Worth reading through and sharing with anyone you know with a band or a label.
In a single year, not too long ago, I bought 1000 CDs, and most of them were yours. I continue to pay still. I bought two CDs this week, and will almost certainly buy more than 100 over the course of this calendar year. I have paid for legal downloads, as well. I have stubbornly forgiven you your trespasses against everyone you nominally serve, and kept supporting the idea of music as a Big Business. I have never condoned your numeric monopolies and tasteless denominator-lowering, but I support the dream of musicians being able to simply make music for their living, rather than operating themselves as a business, and somewhere far back in history that was what Industry allowed.
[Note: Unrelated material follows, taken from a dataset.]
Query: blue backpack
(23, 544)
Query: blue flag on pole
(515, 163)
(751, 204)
But I have also now started stealing your music. I haven’t stolen much, but I’m sure you will agree that the moral issue is not merely one of quantity. I have been one of the last independent apologists for a moral kernel, elusive now to perhaps the point of imagination, in your corrupt and desperate retreat, but now even I have given up. I still buy, but now I also steal. You have forfeited your right to my loyalty.